Apesar das pequenas fissuras nos pés serem quase imperceptíveis no começo, é importante cuidar delas para que não piorem. “Se não forem tratadas, elas ficam mais profundas e podem sangrar. Em alguns casos, a dor é tão profunda que a pessoa não consegue nem encostar o pé no chão”, explica Armando Bega, podólogo responsável pelo Instituto Científico de Podologia, presidente da Associação Brasileira de Podólogos e especialista em Podiatria. Além disso, uma rachadura na pele dos pés pode ser porta de entrada para micro-organismos, como bactérias – uma delas é a que causa erisipela, uma infecção de pele que requer tratamento com antibióticos.

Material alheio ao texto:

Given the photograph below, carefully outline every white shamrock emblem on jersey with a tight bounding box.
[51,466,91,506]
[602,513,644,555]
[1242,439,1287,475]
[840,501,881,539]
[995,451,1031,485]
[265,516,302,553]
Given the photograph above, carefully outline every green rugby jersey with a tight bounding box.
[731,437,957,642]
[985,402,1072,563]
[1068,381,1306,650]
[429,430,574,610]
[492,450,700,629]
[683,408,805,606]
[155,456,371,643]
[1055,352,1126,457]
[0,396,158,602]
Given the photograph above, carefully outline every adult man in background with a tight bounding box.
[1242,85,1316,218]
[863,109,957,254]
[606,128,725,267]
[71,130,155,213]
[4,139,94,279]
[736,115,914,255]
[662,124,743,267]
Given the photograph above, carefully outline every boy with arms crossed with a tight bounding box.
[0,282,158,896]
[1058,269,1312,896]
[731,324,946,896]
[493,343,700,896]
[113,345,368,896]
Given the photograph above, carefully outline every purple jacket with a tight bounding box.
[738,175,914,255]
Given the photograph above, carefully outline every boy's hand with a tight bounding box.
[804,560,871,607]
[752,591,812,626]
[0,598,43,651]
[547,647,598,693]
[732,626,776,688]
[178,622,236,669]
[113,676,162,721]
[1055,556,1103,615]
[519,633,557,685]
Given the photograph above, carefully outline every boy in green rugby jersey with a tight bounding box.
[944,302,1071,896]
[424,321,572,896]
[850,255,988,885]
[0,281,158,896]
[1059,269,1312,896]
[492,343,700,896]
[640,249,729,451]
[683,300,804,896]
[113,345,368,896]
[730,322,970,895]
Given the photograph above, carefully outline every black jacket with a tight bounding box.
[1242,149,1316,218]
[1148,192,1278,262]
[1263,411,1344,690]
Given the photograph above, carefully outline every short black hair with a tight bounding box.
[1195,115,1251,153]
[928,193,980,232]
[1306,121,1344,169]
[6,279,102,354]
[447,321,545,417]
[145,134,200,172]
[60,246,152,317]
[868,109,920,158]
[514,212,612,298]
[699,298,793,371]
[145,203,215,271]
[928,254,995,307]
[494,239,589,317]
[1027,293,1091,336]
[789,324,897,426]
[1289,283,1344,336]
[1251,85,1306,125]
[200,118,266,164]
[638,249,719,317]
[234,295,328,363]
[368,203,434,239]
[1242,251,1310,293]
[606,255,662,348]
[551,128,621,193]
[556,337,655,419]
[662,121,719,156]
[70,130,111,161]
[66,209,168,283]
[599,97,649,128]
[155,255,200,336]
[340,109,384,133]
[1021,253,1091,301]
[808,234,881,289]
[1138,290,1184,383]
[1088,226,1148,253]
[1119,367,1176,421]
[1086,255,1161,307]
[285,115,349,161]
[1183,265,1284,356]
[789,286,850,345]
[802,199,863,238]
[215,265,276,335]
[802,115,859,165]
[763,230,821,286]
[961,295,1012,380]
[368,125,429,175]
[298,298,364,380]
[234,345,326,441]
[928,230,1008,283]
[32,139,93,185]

Para que isso não aconteça, a dica de Bega é usar hidratantes especiais para os pés, que ajudam a manter a pele hidratada e também a cicatrizar essas fissuras. “As células da pele são unidas por um ‘cimento’ chamado desmossomo. As fissuras nada mais são do que uma abertura que acontece pela perda desse fator que umedece a pele”, afirma Bega. “Por isso é preciso usar um creme com ureia ou substâncias sintéticas semelhantes a ela, pois elas se ligam às moléculas de água, impedindo que ela evapore e permitindo que ela fique mais tempo na pele”.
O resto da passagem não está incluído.